Project: Microbial Growth, Interactions and Biogeographies from ‘Omics’ Data
As part of the overall multi-institutional program that is aimed at basin-wide models of the distributions and activities of marine plankton, this single lab’s component includes three major aspects to support program goals. These are: (1) “Data mining” to retrieve information about the distributions, activities, and potential activities of a broad variety of marine microorganisms, in large part from gene sequence databases. We would work with data experts and modelers to optimize the use of these data as input towards the development of an ocean atlas of microbial identities and activities. (2) Work with other project investigators, including mathematicians and modelers, for development and improvement of models to use the quantitative data from the atlas and other environmental data sources to determine associations and potential interactions among and between different kinds of microbes. Such associations could include positive ones (organisms in effect working together) or antagonistic ones (such as competition, predation, parasitism or chemical antagonism). (3) Evaluation of a promising new approach to simultaneously determine the growth rates of many different kinds of microbes from the within-genome distributions of DNA extracted from mixed populations. Such growth rate information is extremely valuable when modeling the ecosystem. We expect that for some organisms at least, the information may be extracted from the billions of sequences generated by now-popular metagenomic studies, whereby the entire microbial community DNA is extracted, fragmented and sequenced as random pieces. This new approach requires determining which sequenced fragments belong in which organism and how they are ordered in the genome. We will test this method with laboratory cultures and manipulated field samples at known growth rates.

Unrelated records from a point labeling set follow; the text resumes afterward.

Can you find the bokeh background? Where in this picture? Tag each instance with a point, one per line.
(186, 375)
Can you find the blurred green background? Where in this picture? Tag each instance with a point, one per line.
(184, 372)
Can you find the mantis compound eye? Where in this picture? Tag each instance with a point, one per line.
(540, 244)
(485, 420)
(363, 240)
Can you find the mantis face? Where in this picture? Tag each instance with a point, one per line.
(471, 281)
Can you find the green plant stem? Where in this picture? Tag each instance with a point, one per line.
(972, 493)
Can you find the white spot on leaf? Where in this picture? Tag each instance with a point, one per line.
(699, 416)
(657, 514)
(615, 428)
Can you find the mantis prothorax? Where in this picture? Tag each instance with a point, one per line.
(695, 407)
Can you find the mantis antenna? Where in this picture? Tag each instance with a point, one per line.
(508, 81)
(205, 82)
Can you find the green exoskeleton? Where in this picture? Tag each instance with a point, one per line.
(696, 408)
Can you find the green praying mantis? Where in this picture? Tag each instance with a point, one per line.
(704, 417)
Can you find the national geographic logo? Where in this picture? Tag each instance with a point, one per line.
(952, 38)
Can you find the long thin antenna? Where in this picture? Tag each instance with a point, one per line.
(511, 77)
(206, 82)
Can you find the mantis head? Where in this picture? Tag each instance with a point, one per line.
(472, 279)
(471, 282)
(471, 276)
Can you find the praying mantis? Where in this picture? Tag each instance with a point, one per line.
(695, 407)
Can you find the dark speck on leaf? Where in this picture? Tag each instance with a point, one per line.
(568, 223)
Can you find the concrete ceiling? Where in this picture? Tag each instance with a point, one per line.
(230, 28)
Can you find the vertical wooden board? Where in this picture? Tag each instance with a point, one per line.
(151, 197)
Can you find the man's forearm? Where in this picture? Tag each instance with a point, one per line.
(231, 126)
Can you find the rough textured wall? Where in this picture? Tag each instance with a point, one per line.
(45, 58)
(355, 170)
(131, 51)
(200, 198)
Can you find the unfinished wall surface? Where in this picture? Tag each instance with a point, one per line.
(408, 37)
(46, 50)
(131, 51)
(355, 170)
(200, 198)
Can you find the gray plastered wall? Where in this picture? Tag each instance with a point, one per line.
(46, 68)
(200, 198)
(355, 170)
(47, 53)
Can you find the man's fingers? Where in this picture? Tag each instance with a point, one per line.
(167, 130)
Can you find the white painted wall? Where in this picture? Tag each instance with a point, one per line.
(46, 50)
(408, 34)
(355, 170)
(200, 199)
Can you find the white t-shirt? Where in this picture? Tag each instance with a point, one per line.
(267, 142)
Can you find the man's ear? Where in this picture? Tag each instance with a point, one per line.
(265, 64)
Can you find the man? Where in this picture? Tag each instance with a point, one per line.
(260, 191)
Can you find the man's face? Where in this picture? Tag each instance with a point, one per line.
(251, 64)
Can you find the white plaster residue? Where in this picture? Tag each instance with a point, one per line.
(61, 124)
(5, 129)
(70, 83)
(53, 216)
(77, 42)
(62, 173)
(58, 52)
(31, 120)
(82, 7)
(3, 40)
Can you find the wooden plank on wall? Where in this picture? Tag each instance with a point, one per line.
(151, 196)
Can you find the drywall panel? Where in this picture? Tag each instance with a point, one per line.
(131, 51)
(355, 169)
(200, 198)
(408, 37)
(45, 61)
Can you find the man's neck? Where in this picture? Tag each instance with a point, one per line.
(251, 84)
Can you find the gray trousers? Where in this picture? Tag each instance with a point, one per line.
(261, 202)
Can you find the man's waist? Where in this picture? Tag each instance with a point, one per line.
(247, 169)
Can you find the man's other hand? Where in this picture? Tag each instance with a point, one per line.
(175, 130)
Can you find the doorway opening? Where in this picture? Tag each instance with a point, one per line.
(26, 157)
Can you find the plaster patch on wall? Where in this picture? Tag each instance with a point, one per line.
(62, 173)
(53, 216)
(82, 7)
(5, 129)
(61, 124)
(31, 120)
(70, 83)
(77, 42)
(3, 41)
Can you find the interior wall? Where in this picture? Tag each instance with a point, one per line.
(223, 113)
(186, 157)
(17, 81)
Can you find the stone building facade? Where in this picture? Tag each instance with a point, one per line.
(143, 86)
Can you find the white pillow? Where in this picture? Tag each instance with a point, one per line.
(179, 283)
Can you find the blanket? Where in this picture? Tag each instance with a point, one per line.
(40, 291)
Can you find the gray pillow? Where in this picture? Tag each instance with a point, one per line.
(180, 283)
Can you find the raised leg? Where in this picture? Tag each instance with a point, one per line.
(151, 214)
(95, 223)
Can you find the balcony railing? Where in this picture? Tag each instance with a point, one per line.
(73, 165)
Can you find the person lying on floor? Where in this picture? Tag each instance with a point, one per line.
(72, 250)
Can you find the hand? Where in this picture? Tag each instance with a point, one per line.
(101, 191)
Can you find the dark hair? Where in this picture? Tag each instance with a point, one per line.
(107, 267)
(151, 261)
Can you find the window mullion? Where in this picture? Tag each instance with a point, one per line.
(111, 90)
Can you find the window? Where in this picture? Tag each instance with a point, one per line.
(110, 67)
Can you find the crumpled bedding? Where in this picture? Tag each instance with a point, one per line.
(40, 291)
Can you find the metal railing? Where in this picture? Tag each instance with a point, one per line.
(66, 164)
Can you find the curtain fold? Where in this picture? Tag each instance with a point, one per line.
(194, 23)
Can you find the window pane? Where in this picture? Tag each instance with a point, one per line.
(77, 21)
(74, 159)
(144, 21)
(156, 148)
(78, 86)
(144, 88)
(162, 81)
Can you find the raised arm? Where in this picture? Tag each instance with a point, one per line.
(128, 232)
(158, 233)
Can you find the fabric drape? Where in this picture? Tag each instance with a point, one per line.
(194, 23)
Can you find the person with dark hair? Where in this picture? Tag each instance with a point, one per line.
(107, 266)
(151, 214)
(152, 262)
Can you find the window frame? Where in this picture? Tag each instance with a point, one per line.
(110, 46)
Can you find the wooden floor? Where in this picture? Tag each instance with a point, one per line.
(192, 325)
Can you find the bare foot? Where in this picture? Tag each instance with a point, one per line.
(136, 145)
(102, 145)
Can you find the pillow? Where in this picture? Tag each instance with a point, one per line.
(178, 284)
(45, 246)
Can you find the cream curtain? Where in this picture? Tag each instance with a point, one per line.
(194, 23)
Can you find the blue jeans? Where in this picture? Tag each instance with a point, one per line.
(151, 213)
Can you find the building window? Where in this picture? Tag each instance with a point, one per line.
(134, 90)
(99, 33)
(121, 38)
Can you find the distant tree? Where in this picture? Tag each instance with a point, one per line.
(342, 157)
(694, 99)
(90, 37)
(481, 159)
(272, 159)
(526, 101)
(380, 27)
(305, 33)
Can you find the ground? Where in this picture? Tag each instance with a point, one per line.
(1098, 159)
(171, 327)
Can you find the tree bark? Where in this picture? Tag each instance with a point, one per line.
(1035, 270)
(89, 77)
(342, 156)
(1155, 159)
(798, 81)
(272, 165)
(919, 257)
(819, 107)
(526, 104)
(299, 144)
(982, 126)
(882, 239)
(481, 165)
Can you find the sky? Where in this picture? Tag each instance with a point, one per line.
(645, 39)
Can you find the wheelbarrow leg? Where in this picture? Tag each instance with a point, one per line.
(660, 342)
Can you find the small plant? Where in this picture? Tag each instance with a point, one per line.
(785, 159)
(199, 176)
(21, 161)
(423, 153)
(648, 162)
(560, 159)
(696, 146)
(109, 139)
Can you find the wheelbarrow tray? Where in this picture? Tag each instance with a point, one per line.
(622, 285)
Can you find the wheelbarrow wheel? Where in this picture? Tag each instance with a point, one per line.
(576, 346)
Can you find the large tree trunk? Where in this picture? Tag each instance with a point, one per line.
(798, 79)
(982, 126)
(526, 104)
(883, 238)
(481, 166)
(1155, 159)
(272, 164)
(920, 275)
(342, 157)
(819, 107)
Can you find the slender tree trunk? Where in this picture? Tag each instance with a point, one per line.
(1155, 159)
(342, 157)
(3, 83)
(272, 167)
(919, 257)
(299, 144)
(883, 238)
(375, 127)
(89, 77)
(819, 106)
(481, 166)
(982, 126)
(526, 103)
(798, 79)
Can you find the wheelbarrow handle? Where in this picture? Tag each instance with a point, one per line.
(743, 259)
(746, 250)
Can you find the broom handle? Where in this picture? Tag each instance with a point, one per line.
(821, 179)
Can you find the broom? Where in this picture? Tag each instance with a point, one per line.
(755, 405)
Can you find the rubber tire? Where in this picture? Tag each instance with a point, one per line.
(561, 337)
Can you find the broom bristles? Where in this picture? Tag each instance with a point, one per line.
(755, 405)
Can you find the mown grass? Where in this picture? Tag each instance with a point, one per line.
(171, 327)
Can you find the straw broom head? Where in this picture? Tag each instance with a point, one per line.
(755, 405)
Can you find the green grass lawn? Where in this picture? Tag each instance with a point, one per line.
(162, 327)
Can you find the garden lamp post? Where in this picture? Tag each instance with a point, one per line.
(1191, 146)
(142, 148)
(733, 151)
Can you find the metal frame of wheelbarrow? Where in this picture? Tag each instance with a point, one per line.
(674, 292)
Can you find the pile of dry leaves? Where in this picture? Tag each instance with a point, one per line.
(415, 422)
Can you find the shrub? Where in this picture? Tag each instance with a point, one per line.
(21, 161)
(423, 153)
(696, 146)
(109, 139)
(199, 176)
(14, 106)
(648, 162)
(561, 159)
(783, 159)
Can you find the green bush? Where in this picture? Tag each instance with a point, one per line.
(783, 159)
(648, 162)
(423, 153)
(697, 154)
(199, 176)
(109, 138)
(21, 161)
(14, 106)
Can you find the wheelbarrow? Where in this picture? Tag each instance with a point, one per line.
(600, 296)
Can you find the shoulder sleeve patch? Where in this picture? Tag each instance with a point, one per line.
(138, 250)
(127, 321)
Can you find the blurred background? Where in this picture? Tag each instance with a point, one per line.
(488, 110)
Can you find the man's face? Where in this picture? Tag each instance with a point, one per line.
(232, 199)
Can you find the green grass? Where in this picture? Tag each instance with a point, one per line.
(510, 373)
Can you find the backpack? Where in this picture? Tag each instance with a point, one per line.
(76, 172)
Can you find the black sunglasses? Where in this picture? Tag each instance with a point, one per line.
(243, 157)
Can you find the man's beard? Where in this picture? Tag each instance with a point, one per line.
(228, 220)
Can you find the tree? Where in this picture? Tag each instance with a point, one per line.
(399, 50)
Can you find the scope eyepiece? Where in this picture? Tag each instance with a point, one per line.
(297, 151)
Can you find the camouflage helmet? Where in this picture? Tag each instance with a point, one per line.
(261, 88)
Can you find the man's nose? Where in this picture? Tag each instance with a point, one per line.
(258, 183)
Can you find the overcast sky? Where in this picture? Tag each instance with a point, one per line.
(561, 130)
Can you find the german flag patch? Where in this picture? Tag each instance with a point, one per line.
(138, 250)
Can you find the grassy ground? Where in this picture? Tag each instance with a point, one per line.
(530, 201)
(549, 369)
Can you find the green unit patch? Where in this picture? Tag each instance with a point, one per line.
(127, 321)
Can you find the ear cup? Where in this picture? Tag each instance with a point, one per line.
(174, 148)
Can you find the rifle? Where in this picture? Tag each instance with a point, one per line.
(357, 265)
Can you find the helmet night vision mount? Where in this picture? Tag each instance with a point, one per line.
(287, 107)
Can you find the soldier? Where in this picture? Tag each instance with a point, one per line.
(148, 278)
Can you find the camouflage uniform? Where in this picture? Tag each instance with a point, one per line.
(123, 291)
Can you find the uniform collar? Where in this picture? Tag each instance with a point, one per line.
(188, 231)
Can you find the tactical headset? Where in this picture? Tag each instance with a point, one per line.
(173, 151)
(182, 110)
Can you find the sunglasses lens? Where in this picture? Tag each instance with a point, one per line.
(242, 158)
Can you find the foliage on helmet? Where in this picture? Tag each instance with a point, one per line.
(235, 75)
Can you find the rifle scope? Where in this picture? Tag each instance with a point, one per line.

Jed Fuhrman (S.B., MIT, 1977; Ph.D., Scripps Institution of Oceanography, 1981) is the McCulloch Crosby Chair of Marine Biology at the University of Southern California. He is a Fellow of the American Association for the Advancement of Science, American Academy of Microbiology, Association for the Sciences of Limnology and Oceanography (from which he received the G. Evelyn Hutchinson Medal) and American Academy of Arts and Sciences. His research aims to improve our understanding of the structure and function of marine microbial systems, including viruses, bacteria, archaea and protists, through field measurements, laboratory studies, and modeling. His development (with Farooq Azam) of an isotope-based approach to measure in situ growth of marine bacteria via DNA synthesis showed these bacteria consume about half the marine primary production, ushering widespread recognition of the global importance of the “microbial loop.” His lab was the first to measure the impact of viral infection on marine bacteria and cyanobacteria, showing through observations, experiments and modeling that it has many implications for ecosystem function. His lab also discovered abundant marine archaea that are primary marine agents of nitrification. Initiating one of the longest marine microbial time series in 2000 (off Los Angeles, still running), his lab showed annually repeating and predictable patterns in microbial community composition and long-term stability of average composition, despite many short-term fluctuations, implying feedback controls (competition, cooperation, grazing, viral infection) that he aims to model. His collaboration with computational biologists to introduce the development and application of microbial association networks has begun to map the niche spaces and interactions among microbes and environmental factors. His lab’s recent development of a high-resolution “universal” rRNA sequencing pipeline (for prokaryotes and eukaryotes together) has facilitated that analysis, also furthered by new computational approaches he and his collaborators developed to better extract information about viral infection processes from metagenomic and metatranscriptomic data.